On n’y est pas encore, mais on s’en approche. Voilà quelques années déjà que l’Europe invite les États membres à se montrer plus ambitieux en matière de désamiantage. Pure incitation jusqu’à présent, mais avec la directive sur la protection des travailleurs face à l’amiante révisée en 2022, l’Europe pourrait durcir le ton. Dans ses travaux préliminaires, le parlement européen propose que chaque État membre adopte un calendrier pour en finir une bonne fois pour toute avec l’amiante.

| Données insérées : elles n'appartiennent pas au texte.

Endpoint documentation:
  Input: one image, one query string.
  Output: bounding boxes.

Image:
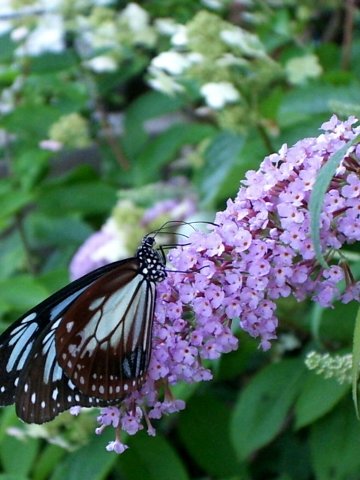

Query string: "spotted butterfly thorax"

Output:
[0,235,166,423]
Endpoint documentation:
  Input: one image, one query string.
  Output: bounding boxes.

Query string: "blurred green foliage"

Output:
[0,0,360,480]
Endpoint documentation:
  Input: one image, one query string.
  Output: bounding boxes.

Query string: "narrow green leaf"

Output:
[197,131,245,205]
[37,181,116,215]
[309,135,360,268]
[295,372,350,428]
[231,359,305,460]
[352,308,360,420]
[119,432,189,480]
[32,445,67,480]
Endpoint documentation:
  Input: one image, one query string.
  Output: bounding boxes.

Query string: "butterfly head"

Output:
[136,235,166,282]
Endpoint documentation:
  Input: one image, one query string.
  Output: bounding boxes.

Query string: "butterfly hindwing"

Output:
[0,261,132,416]
[15,320,112,423]
[0,236,166,423]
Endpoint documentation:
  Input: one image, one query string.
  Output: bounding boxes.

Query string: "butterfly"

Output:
[0,234,167,424]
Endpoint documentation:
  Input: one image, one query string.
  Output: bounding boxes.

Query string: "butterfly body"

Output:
[0,236,166,423]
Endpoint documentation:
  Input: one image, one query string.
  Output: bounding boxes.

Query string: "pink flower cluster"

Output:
[98,116,360,453]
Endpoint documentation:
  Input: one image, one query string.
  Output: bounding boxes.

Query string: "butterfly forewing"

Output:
[56,260,155,401]
[0,261,132,423]
[0,236,166,423]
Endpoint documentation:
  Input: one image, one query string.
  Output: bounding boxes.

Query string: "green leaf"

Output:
[122,92,186,158]
[37,182,116,215]
[0,436,39,476]
[197,132,244,205]
[49,429,118,480]
[30,50,77,75]
[0,473,29,480]
[28,213,93,248]
[134,123,215,184]
[352,308,360,419]
[178,394,241,478]
[295,372,350,428]
[119,432,189,480]
[310,400,360,480]
[309,135,360,268]
[0,183,33,221]
[231,359,305,460]
[32,445,66,480]
[0,275,49,311]
[277,80,360,129]
[0,33,17,63]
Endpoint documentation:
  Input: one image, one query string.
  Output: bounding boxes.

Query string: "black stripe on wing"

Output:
[0,260,133,406]
[15,320,109,424]
[56,270,156,401]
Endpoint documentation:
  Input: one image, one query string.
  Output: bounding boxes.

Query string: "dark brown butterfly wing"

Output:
[55,259,155,401]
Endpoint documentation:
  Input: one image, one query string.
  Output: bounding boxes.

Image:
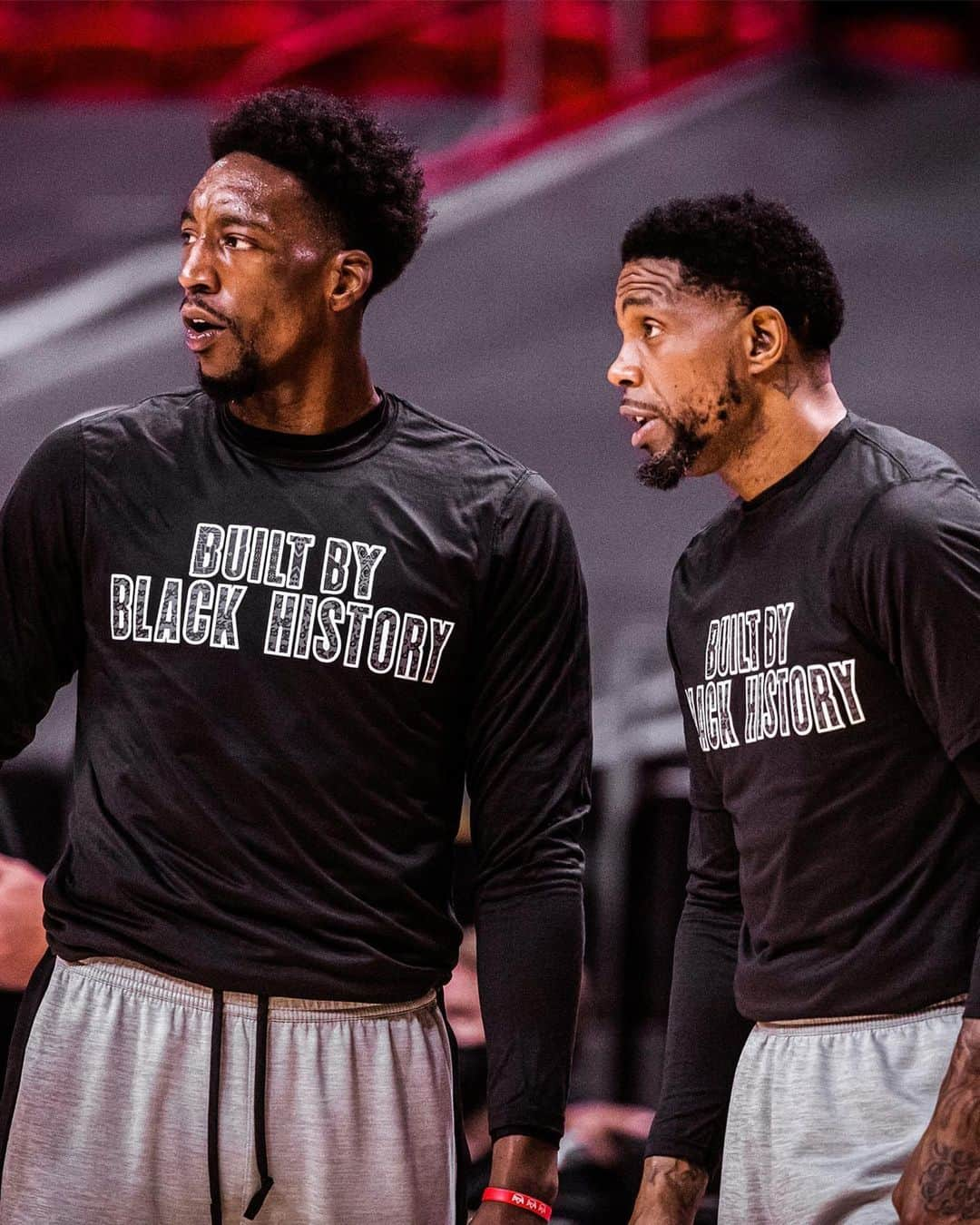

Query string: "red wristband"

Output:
[483,1187,552,1221]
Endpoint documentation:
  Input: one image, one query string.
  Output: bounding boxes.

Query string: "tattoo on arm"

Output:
[936,1083,980,1143]
[919,1141,980,1221]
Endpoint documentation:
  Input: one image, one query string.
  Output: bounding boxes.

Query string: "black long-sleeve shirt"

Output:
[647,416,980,1169]
[0,392,589,1138]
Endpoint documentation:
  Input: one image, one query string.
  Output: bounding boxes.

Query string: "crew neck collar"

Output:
[735,410,854,514]
[212,387,398,468]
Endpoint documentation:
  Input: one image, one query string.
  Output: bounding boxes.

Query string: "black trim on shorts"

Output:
[436,987,469,1225]
[0,949,55,1171]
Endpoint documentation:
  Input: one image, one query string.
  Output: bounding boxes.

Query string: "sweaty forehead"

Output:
[188,153,318,229]
[616,260,681,310]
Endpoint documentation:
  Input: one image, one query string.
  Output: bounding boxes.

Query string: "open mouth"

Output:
[184,315,227,353]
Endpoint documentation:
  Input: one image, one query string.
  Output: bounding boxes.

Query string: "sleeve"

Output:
[466,473,592,1144]
[0,423,84,763]
[956,742,980,1019]
[645,627,751,1172]
[848,475,980,760]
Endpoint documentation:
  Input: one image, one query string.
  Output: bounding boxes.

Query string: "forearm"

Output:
[489,1135,559,1204]
[892,1018,980,1225]
[930,1018,980,1136]
[476,882,584,1136]
[645,900,751,1171]
[630,1156,708,1225]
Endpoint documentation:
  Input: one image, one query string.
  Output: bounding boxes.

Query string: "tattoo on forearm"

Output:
[936,1081,980,1143]
[658,1161,707,1208]
[919,1141,980,1221]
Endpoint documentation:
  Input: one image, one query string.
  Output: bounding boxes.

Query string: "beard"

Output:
[197,346,265,405]
[636,360,762,489]
[636,423,708,489]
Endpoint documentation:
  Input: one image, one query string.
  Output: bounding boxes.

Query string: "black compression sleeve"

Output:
[468,474,591,1142]
[956,743,980,1018]
[645,809,751,1171]
[0,423,84,762]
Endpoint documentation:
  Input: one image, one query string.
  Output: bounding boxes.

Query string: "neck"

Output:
[719,370,847,501]
[229,330,380,434]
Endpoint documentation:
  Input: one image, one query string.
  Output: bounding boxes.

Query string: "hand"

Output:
[892,1019,980,1225]
[0,855,48,991]
[630,1156,708,1225]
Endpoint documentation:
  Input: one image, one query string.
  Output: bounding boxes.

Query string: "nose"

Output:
[176,238,218,294]
[605,344,643,387]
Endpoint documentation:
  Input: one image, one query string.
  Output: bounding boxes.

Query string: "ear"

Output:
[742,307,789,375]
[327,251,374,311]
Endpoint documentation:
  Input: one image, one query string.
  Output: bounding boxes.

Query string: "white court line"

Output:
[429,57,791,239]
[0,59,791,392]
[0,239,178,360]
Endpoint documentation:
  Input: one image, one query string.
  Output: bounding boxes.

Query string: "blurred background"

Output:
[0,0,980,1225]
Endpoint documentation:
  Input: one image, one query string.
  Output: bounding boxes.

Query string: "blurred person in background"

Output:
[609,192,980,1225]
[0,91,591,1225]
[446,926,653,1225]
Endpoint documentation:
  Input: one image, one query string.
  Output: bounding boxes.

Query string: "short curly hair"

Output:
[621,191,844,354]
[210,88,429,295]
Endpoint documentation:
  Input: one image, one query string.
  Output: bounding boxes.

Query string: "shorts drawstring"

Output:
[245,996,273,1221]
[207,990,224,1225]
[207,988,274,1225]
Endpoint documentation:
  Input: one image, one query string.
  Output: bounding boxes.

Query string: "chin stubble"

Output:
[197,329,265,405]
[636,424,707,489]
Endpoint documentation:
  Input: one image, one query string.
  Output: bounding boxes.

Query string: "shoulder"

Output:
[670,505,739,591]
[389,393,533,496]
[851,421,980,553]
[69,387,210,445]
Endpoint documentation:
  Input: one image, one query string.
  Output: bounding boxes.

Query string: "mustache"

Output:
[178,298,238,336]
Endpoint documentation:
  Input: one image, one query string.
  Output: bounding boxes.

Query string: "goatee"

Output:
[197,349,263,405]
[636,424,707,489]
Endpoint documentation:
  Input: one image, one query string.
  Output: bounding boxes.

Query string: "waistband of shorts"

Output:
[55,956,436,1022]
[756,995,966,1037]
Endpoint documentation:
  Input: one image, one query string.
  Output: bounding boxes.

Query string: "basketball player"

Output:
[609,193,980,1225]
[0,91,589,1225]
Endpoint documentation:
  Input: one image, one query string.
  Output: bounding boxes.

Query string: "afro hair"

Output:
[621,191,844,353]
[211,88,429,295]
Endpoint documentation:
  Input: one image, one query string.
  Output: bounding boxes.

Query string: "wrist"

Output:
[490,1135,559,1204]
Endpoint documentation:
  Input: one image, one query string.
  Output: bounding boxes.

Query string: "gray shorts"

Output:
[0,959,457,1225]
[718,1004,963,1225]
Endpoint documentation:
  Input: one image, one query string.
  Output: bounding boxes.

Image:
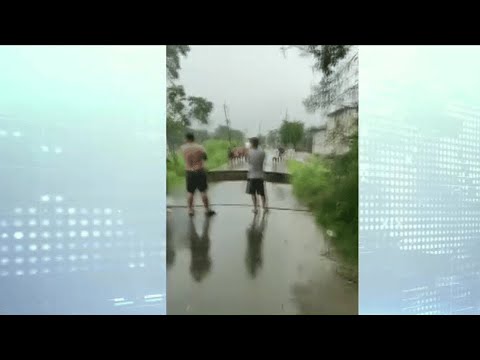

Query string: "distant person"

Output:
[181,133,215,216]
[247,137,268,214]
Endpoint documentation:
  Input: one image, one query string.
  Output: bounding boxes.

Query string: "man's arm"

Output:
[202,147,208,161]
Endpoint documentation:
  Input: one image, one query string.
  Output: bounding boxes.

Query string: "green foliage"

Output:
[266,129,280,147]
[301,45,350,76]
[167,45,213,153]
[288,131,358,263]
[279,120,305,149]
[167,45,190,81]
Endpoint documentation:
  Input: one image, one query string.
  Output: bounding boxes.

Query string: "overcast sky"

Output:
[180,45,320,136]
[0,46,166,129]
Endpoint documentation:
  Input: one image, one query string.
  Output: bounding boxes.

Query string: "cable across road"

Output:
[167,204,310,212]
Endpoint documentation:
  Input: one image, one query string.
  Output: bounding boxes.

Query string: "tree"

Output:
[279,120,305,150]
[266,129,280,147]
[213,125,245,144]
[283,45,358,112]
[167,45,213,150]
[167,45,190,82]
[302,126,320,152]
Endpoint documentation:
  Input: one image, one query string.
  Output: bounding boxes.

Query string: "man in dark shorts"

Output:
[247,137,268,214]
[181,133,215,216]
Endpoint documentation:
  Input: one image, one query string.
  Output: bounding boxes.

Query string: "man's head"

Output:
[185,133,195,142]
[250,137,259,149]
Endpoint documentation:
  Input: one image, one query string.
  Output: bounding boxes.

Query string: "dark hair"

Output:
[185,133,195,141]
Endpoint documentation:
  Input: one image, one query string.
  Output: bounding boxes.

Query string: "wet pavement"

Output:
[167,150,358,314]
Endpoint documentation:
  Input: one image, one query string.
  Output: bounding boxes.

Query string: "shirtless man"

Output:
[181,133,215,216]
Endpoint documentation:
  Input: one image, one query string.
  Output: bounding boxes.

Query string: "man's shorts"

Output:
[247,179,265,196]
[186,170,208,194]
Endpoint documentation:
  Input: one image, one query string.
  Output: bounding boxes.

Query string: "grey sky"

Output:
[180,45,320,136]
[0,46,166,129]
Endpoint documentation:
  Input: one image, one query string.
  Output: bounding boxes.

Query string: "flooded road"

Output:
[167,152,358,314]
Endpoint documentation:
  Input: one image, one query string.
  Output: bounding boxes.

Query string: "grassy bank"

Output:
[288,139,358,265]
[167,139,238,193]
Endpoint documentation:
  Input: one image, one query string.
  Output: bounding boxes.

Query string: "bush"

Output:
[288,134,358,263]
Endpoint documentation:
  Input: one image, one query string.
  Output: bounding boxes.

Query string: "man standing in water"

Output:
[247,137,268,214]
[181,133,215,216]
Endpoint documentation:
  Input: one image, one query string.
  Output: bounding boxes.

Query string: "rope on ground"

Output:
[167,204,310,212]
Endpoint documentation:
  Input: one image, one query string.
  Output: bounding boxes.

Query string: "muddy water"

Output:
[167,182,358,314]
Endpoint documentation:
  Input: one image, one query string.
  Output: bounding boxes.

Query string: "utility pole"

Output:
[223,103,232,146]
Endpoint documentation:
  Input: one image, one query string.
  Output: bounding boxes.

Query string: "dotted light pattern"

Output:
[359,74,480,314]
[0,194,156,277]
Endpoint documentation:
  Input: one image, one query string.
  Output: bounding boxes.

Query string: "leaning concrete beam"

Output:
[207,170,290,184]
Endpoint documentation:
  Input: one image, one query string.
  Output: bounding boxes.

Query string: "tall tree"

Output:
[167,45,213,150]
[279,120,305,150]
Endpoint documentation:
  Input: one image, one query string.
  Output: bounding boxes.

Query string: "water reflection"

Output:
[188,216,212,282]
[246,213,267,278]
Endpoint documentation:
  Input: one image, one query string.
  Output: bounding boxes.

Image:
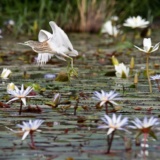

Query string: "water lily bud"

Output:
[112,56,119,66]
[134,73,138,84]
[130,57,134,69]
[7,83,15,91]
[1,68,12,79]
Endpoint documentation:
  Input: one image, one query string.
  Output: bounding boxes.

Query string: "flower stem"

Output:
[107,131,115,153]
[105,102,108,114]
[146,55,152,93]
[19,101,22,115]
[30,131,35,148]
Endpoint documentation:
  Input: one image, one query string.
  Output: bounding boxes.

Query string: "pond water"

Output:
[0,34,160,160]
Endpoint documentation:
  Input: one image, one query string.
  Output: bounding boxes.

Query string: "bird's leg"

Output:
[67,57,78,79]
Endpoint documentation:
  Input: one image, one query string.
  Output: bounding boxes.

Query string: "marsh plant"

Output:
[98,114,128,154]
[123,16,150,42]
[128,117,160,149]
[150,74,160,91]
[7,84,35,115]
[1,68,12,80]
[92,90,122,114]
[6,119,44,148]
[135,38,159,93]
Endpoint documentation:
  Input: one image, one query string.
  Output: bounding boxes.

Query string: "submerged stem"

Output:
[30,131,35,147]
[107,131,115,153]
[146,55,152,93]
[19,101,22,115]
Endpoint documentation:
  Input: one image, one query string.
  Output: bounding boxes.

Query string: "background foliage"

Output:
[0,0,160,35]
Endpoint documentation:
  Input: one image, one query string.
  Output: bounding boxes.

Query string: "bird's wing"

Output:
[49,21,73,52]
[38,29,52,42]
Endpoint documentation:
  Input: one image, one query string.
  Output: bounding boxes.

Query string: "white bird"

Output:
[20,21,78,76]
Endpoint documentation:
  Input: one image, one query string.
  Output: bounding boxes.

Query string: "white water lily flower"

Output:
[92,90,121,106]
[150,74,160,81]
[7,84,35,106]
[128,117,160,140]
[6,119,44,140]
[134,38,159,53]
[98,114,128,135]
[115,63,129,78]
[129,117,160,133]
[1,68,12,79]
[123,16,149,28]
[101,21,120,37]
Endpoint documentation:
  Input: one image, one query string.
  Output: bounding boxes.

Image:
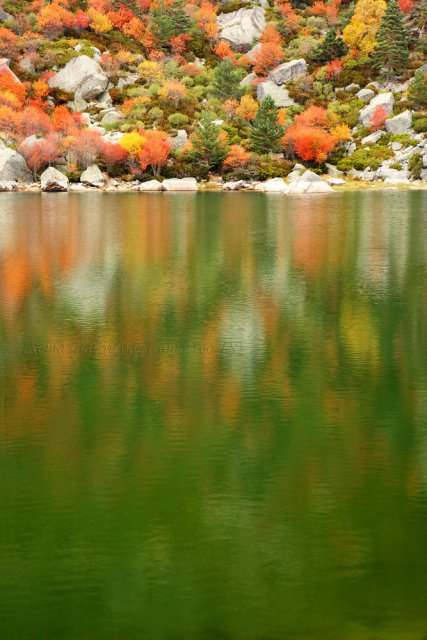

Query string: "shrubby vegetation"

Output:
[0,0,427,179]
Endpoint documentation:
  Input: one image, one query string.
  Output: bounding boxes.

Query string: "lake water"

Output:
[0,191,427,640]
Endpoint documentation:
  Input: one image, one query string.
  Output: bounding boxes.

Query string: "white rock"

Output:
[268,58,307,84]
[378,165,409,182]
[49,56,108,101]
[0,180,18,193]
[162,178,198,191]
[361,168,378,182]
[240,73,257,87]
[96,91,113,107]
[385,110,412,134]
[344,82,360,93]
[359,92,394,126]
[256,178,287,193]
[285,170,333,193]
[347,168,363,180]
[0,7,13,22]
[384,178,409,184]
[325,162,342,177]
[0,147,33,183]
[222,180,244,191]
[40,167,68,191]
[217,7,265,51]
[117,73,139,89]
[257,80,295,107]
[139,180,163,191]
[245,42,261,60]
[80,164,105,187]
[362,131,384,144]
[100,109,124,127]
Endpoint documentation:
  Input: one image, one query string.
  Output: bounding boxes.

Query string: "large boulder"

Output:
[255,178,287,193]
[285,171,333,193]
[245,42,261,61]
[80,164,105,187]
[40,167,68,191]
[256,80,295,107]
[378,165,410,183]
[138,180,163,191]
[0,181,18,193]
[217,7,265,51]
[268,58,307,84]
[49,56,108,101]
[162,178,197,191]
[385,110,412,134]
[359,91,394,127]
[356,88,375,102]
[0,147,33,183]
[0,58,21,84]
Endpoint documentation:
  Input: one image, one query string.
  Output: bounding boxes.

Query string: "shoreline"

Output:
[0,179,427,195]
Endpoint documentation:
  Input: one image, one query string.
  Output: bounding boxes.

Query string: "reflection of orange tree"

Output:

En Espagne, plusieurs régions se sont fixés l’objectif d’éradiquer l’amiante dans leurs écoles. En Pologne, une cartographie a été lancée en 2011 à l’échelle du pays avec l’ambition, là-aussi, d’éliminer l’amiante avant 2030. Aux Pays-Bas, ou en Flandre encore, on a vu des politiques publiques volontaristes surgir au cours des années 2010.
En France? Rien. Malgré une réglementation prodigieuse, toujours plus riche année après année, on ne parle toujours pas d’éradication de l’amiante. Quand il s’agit de contraindre au désamiantage, la réglementation reste peu prolixe. Tant que l’amiante est en bon état, tant qu’on n’y touche pas, le propriétaire peut le conserver ad vitam æternam. Morcelée entre plusieurs ministères, la réglementation amiante demeure centrée sur la gestion du risque.
Des délais, des priorités aussi
Et si l’Europe venait bousculer la réglementation amiante? La Commission européenne a prévu de réviser cet été la directive de la protection des travailleurs contre l’amiante, mais les travaux menés par le Parlement cet automne, laissent entrevoir de sérieuses évolutions. Que cela soit en matière de gestion du risque avec des diagnostics systématiques en amont des travaux de rénovation, d’information des locataires, ou de stratégie de désamiantage.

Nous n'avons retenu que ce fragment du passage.